Vfl Wolfsburg z dwiema Polkami w składzie (Pajor i Kiedrzynek) walczył o zwycięstwo w Lidze Mistrzów. Jednak FC Barcelona zanotowała niesamowity powrót! Od 2:0 do 3-2!!

FC Barcelona wygrywa Ligę Mistrzyń 2022/2023, Ewa Pajor i Katarzyna Kiedrzynek bez trofeum. To już trzeci z rzędu Finał Ekipy z Katalonii, drugi wygrany. Warto podkreślić, że nasza rodaczka Ewa Pajor dotychczas trzykrotnie miała okazję na zdobycie Ligi Mistrzyń, ale za każdym razem Wolfsburg przegrywał w finale w sezonach 2015/2016, 2017/2018 i 2019/2020. Dzisiejszy finał znów pozostawia niedosyt, lecz zaznaczmy, że Polka została mistrzynią strzelczyń Ligi Mistrzyń, notując w końcowej klasyfikacji 9 bramek.

Polski akcent

Początek pierwszej połowy zaczął się kapitalnie dla Wilczyc, już w 3. minucie meczu Ewa Pajor sama odebrała piłkę przed polem karnym trochę zaspanej Lucy Bronze. Po czym huknęła z całych sił w prawy górny kąt bramki i tym samym Wolfsburg wyszedł na prowadzenie. To zdecydowanie rozjuszyło piłkarki z Hiszpanii. Zaczęły więcej atakować, ale wyraźnie nie mogły ze sobą współgrać. Miały wiele okazji, lecz niewykorzystane sytuacje się mszczą. Przekonały się o tym ponownie w 37. minucie, gdzie po pięknym dośrodkowaniu naszej rodaczki Ewy Pajor w idealną strefę, między dwie obrończynie do bramki przez strzał głową trafiła Alexandra Popp. W końcówce połowy Barcelona czekała tylko na gwizdek i zejście do szatni, aby móc wyciągnąć wnioski z błędów.

Walec Katalonii 

Tak też się stało: piłkarki z Hiszpanii po rozpoczęciu drugiej połowy zaczęły naciskać na rywala i to z jakim skutkiem! Już w 49. minucie do bramki trafiła Patricia Guijarro, a asystowała jej była, piłkarka Arsenalu, Caroline Graham Hansen. Dwie minuty później drugiego gola ponownie strzeliła Patricia Guijarro. I tak Barcelona wróciła znów do gry. 

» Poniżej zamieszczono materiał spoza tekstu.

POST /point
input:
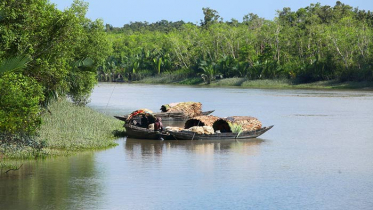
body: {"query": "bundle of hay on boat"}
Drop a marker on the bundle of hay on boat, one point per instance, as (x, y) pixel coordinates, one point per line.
(205, 120)
(201, 124)
(237, 124)
(189, 109)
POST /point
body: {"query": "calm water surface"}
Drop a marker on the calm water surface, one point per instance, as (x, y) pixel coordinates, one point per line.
(319, 155)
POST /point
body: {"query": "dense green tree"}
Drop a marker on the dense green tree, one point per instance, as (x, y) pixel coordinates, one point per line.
(313, 43)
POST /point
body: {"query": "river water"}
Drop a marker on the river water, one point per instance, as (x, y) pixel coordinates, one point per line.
(318, 155)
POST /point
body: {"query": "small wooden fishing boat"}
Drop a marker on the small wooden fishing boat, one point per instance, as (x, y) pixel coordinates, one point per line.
(179, 111)
(190, 135)
(168, 116)
(145, 133)
(136, 128)
(215, 128)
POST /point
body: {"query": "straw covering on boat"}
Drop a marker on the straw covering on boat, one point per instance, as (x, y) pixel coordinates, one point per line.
(204, 120)
(190, 109)
(145, 112)
(246, 123)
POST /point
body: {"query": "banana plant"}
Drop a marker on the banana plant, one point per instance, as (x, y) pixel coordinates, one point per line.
(209, 69)
(158, 63)
(14, 64)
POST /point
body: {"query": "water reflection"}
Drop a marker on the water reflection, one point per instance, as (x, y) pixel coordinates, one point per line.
(146, 148)
(62, 183)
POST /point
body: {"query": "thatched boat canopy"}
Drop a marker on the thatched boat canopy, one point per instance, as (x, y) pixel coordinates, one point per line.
(140, 112)
(247, 123)
(205, 120)
(190, 109)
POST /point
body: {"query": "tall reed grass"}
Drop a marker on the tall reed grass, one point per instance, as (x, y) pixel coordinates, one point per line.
(66, 129)
(74, 128)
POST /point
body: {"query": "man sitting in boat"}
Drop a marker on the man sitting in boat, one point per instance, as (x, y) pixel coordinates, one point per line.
(158, 127)
(144, 121)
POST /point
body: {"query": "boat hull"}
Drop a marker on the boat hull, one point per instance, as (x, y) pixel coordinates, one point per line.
(189, 135)
(168, 116)
(144, 133)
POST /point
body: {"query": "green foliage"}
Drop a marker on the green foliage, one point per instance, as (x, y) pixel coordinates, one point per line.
(14, 64)
(311, 44)
(53, 39)
(19, 104)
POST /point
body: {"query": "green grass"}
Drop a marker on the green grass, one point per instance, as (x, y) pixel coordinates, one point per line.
(74, 128)
(66, 130)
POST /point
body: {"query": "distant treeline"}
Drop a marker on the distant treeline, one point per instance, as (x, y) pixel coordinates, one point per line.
(311, 44)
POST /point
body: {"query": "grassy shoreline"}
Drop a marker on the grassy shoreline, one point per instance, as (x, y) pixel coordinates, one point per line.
(259, 84)
(66, 130)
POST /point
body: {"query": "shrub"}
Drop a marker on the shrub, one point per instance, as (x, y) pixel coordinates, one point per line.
(20, 97)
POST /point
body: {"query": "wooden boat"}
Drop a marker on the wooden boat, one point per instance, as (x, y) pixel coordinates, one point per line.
(145, 133)
(168, 116)
(189, 135)
(134, 128)
(215, 128)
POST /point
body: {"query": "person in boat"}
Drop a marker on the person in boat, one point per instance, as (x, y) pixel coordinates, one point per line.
(158, 127)
(144, 121)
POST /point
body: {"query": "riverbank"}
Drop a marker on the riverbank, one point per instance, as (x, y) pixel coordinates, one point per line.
(261, 84)
(66, 129)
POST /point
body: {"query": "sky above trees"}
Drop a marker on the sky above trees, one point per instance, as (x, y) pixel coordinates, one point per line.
(120, 12)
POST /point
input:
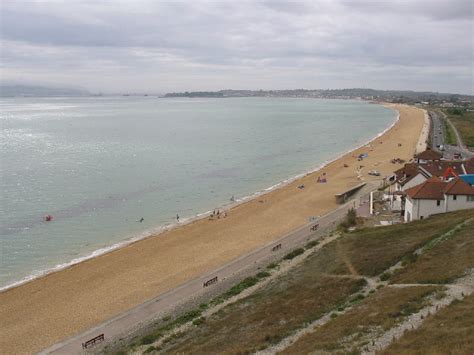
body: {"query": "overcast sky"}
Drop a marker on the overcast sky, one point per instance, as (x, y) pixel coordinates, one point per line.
(161, 46)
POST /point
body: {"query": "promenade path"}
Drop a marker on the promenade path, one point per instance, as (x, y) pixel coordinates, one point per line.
(146, 313)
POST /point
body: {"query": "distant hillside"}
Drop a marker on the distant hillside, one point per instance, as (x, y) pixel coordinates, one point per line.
(8, 90)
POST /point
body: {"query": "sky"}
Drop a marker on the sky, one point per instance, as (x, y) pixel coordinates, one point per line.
(163, 46)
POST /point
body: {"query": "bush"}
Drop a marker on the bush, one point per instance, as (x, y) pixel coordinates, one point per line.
(149, 339)
(263, 274)
(294, 254)
(199, 321)
(272, 266)
(357, 298)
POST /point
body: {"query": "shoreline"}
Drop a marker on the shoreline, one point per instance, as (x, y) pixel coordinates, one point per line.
(86, 294)
(158, 230)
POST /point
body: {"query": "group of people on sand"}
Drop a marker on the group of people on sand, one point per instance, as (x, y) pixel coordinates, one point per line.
(322, 179)
(217, 213)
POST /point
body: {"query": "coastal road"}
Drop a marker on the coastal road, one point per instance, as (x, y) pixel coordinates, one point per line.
(439, 137)
(146, 313)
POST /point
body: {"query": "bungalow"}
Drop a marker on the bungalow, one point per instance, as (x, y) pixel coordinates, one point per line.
(436, 196)
(413, 174)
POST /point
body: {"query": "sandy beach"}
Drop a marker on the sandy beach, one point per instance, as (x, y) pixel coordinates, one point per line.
(40, 313)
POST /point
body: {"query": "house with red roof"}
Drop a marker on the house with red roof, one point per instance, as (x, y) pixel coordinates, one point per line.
(437, 196)
(428, 155)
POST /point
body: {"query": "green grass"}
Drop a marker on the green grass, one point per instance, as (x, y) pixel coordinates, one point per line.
(447, 332)
(314, 287)
(349, 332)
(444, 260)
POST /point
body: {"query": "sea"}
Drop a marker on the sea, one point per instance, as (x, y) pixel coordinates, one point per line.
(111, 170)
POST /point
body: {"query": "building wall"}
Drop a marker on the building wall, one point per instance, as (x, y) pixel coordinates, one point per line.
(418, 179)
(461, 203)
(415, 209)
(419, 209)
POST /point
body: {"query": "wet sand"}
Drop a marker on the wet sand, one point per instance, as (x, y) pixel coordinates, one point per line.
(40, 313)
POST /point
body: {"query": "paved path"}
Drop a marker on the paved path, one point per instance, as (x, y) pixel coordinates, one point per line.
(151, 310)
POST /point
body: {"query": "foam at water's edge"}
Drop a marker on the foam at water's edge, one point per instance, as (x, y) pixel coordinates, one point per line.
(162, 228)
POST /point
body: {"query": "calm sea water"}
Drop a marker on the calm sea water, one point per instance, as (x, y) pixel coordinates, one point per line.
(98, 165)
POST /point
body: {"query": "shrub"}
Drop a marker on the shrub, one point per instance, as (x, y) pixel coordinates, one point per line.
(199, 321)
(263, 274)
(311, 244)
(272, 266)
(149, 339)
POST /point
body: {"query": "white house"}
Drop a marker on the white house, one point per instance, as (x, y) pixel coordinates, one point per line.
(436, 196)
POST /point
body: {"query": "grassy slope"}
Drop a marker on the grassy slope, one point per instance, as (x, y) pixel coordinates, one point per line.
(309, 290)
(450, 331)
(436, 264)
(375, 315)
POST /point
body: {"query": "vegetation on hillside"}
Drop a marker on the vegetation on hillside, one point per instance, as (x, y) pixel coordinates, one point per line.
(349, 281)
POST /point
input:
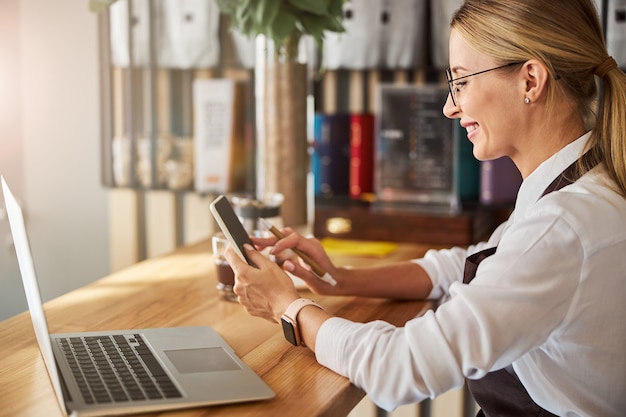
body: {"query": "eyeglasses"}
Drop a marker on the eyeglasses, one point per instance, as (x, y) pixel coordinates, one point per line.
(456, 88)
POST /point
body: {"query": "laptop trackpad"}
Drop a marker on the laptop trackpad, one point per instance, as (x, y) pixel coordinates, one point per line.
(214, 359)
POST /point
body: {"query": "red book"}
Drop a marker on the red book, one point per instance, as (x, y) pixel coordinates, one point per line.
(361, 154)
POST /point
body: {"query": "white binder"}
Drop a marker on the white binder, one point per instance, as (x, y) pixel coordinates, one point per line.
(441, 15)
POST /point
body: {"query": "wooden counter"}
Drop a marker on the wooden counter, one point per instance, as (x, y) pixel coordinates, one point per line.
(179, 290)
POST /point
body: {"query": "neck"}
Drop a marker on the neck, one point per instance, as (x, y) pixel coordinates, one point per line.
(546, 139)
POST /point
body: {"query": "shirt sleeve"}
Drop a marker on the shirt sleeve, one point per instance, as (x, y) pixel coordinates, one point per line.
(445, 266)
(518, 297)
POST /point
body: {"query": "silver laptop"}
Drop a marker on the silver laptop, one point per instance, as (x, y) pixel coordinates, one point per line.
(132, 371)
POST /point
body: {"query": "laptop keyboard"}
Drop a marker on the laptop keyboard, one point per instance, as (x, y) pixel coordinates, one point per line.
(116, 369)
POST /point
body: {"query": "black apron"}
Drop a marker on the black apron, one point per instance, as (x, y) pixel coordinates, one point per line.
(499, 393)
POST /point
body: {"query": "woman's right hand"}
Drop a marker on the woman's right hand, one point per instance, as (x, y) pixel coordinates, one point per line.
(290, 262)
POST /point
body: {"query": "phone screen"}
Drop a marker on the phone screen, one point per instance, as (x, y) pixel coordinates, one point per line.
(230, 225)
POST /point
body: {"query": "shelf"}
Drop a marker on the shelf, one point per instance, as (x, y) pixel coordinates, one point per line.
(358, 220)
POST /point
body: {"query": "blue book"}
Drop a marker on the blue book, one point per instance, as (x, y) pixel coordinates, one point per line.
(331, 155)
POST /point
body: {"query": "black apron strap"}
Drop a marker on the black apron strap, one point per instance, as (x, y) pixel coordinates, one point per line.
(499, 393)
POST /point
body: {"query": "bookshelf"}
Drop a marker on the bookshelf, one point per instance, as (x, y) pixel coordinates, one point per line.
(357, 220)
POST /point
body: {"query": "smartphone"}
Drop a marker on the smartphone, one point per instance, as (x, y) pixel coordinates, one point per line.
(230, 225)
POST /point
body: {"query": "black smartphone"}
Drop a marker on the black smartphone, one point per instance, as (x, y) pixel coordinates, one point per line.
(230, 225)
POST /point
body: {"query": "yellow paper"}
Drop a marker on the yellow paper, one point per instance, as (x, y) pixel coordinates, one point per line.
(357, 247)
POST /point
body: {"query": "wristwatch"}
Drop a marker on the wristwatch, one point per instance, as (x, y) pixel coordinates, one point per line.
(289, 320)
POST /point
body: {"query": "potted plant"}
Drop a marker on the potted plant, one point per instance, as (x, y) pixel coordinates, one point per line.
(285, 21)
(282, 162)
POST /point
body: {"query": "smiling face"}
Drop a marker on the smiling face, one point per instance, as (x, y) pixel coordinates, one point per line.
(489, 105)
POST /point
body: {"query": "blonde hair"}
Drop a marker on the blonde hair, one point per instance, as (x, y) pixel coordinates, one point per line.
(566, 36)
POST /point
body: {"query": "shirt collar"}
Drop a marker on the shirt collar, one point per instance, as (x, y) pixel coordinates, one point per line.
(535, 184)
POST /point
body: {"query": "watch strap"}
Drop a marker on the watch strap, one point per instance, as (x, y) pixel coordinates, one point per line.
(294, 309)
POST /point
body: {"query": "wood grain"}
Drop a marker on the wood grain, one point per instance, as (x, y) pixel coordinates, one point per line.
(178, 289)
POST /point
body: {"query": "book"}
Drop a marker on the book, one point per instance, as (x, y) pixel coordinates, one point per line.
(331, 155)
(222, 142)
(361, 155)
(499, 181)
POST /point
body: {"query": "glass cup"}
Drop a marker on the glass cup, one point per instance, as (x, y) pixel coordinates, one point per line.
(225, 274)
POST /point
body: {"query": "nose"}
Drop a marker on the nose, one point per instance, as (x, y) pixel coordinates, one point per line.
(450, 110)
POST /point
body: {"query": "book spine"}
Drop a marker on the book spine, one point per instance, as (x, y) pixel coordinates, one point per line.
(499, 181)
(361, 155)
(331, 155)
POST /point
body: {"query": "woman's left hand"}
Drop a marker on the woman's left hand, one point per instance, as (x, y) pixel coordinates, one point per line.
(265, 291)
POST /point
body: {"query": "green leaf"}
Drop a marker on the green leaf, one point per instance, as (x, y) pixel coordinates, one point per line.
(335, 8)
(282, 27)
(313, 25)
(311, 6)
(266, 12)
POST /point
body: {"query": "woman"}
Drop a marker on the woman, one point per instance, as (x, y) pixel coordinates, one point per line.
(536, 328)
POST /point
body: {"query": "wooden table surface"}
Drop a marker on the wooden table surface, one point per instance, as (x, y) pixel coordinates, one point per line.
(178, 289)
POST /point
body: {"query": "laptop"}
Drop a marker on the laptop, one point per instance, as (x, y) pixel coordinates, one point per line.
(137, 370)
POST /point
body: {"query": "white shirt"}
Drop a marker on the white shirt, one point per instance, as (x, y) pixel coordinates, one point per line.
(551, 302)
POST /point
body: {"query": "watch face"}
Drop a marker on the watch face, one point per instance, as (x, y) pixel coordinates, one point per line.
(289, 330)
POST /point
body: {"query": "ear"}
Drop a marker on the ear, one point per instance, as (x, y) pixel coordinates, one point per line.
(535, 75)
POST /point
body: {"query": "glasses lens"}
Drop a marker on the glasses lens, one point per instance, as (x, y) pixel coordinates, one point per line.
(449, 79)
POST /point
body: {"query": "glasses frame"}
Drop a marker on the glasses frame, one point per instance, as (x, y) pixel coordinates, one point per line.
(451, 80)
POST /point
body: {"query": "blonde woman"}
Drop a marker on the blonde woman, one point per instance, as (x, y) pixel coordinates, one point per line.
(534, 316)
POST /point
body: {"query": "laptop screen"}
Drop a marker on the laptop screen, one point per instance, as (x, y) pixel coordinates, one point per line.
(33, 295)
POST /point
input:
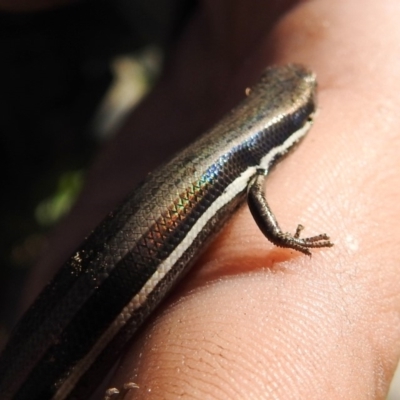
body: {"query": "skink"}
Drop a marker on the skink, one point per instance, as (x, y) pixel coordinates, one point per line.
(78, 326)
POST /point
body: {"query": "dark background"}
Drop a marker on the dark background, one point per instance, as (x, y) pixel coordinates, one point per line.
(55, 69)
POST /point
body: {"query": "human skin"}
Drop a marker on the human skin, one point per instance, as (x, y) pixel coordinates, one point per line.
(252, 321)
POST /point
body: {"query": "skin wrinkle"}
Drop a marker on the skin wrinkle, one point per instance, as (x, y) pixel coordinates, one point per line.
(297, 327)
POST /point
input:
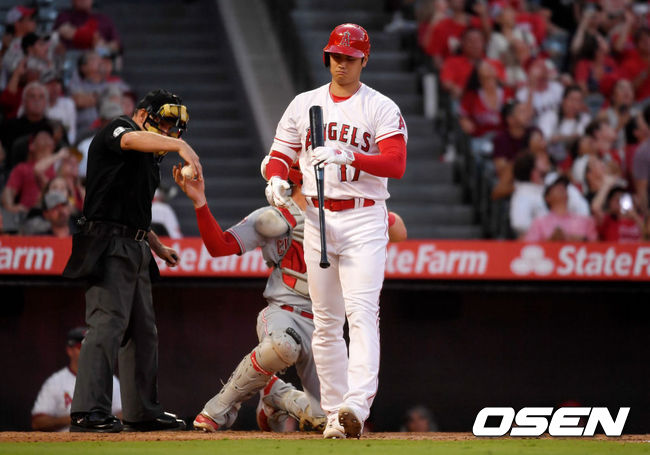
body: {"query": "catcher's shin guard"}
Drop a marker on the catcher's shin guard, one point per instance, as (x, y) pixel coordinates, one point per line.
(276, 352)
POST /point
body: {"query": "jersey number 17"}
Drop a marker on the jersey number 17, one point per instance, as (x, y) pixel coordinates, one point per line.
(351, 176)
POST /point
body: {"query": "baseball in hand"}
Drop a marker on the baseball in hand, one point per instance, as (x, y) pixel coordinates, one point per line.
(187, 172)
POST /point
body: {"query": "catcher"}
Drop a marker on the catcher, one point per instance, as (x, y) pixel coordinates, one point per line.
(284, 327)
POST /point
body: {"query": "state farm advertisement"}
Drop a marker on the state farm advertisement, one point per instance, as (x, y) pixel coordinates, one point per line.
(413, 259)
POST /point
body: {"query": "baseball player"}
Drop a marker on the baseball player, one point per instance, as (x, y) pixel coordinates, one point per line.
(284, 327)
(365, 144)
(51, 411)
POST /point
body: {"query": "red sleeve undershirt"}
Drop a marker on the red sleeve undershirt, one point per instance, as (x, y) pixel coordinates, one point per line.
(217, 242)
(391, 161)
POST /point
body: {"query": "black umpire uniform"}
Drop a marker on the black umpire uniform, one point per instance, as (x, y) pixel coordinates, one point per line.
(113, 254)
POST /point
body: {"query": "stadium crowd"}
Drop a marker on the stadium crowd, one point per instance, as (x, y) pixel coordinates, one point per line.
(552, 97)
(59, 84)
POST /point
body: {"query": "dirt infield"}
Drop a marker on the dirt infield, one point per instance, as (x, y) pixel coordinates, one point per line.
(37, 436)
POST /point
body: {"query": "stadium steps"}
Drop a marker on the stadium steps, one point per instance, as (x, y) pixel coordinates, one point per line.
(427, 198)
(181, 46)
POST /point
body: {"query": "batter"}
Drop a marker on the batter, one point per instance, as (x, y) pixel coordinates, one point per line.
(365, 144)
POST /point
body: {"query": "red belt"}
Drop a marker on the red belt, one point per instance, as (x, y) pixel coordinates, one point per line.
(304, 314)
(336, 205)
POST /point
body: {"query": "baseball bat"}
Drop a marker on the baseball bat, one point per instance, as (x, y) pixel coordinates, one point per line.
(317, 140)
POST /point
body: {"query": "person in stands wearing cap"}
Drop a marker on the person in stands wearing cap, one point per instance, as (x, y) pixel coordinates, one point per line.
(32, 65)
(113, 252)
(560, 224)
(21, 20)
(26, 180)
(55, 215)
(51, 411)
(32, 120)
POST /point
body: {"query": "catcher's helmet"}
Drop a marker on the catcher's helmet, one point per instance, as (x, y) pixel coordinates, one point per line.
(163, 106)
(347, 39)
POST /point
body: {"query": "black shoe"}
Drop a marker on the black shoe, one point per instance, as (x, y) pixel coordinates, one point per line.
(94, 422)
(164, 422)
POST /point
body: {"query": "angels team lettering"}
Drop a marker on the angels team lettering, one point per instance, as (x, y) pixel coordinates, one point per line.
(344, 133)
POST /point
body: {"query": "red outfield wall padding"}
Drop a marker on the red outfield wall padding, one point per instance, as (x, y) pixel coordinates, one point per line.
(413, 259)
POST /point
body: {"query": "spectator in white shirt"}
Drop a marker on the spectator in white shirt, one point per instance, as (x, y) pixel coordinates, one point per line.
(51, 411)
(565, 125)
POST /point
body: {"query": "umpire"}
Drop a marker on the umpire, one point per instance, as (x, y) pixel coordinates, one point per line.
(113, 252)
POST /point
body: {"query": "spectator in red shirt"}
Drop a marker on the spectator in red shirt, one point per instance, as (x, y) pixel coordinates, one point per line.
(81, 28)
(636, 66)
(636, 131)
(33, 119)
(481, 105)
(443, 39)
(26, 180)
(456, 70)
(596, 70)
(616, 214)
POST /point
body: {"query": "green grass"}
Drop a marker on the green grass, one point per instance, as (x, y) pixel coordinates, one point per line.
(318, 447)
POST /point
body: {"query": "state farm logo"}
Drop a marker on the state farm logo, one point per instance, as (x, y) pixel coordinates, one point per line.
(532, 260)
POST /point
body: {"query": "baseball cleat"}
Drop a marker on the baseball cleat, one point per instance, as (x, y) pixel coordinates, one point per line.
(205, 423)
(333, 429)
(350, 422)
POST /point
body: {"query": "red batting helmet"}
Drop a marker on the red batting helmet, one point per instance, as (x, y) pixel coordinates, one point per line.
(347, 39)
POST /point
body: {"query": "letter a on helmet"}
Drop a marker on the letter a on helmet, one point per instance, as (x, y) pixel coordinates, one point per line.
(347, 39)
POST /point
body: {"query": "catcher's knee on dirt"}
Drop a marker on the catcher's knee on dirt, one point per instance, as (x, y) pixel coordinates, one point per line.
(279, 350)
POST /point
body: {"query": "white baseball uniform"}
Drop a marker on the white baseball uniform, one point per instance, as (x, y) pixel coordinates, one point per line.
(356, 238)
(55, 396)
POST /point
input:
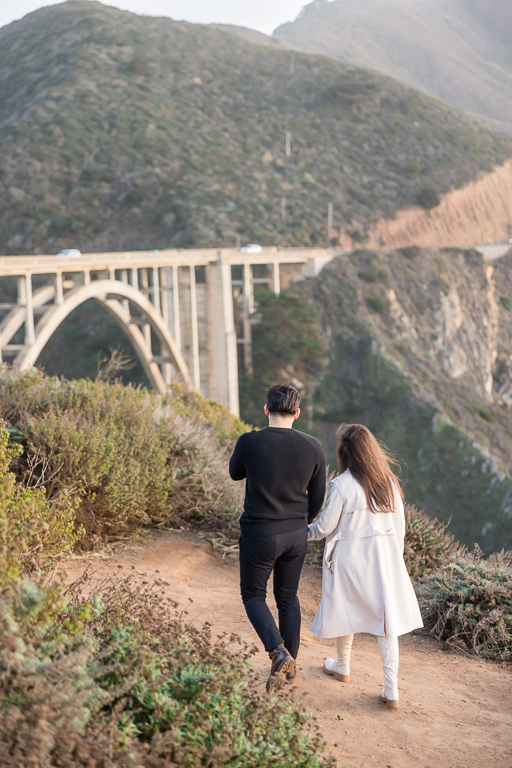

Piłkarki z Niemiec po tych dwóch szybkich golach rywalek zaczęły częściej atakować. Dwie dogodne sytuacje, aby wyjść ponownie na prowadzenie, miała Ewa Pajor, ale trafiała wprost w ręce bramkarki. Jak w pierwszej połowie Barcelona nie wykorzystywała swoich okazji, tak teraz role się odwróciły. W 70. minucie podczas zamieszania w polu karnym bramkarki z Niemiec piłkę przechwyciła Fridolina Rolfoe i wyprowadziła Barcelonę na prowadzenie, wykorzystując dogodną sytuację. Podbudowane wyjściem na prowadzenie piłkarki z La Ligi nie dawały szans na gola wyrównującego Wolfsburgowi. Wilczyce były bezradne i choć walczyły, do samego końca to zabrakło szczęścia. Niepotrzebne nerwy i przepychanki w doliczonym czasie gry wybiły z rytmu obie drużyny. W końcówce meczu sędzia rozdał wiele żółtych kartek. Cały mecz był bardzo emocjonujący, Barca zaliczyła przejście z piekła do nieba i tym samym po raz 2 wygrała Ligę Mistrzyń.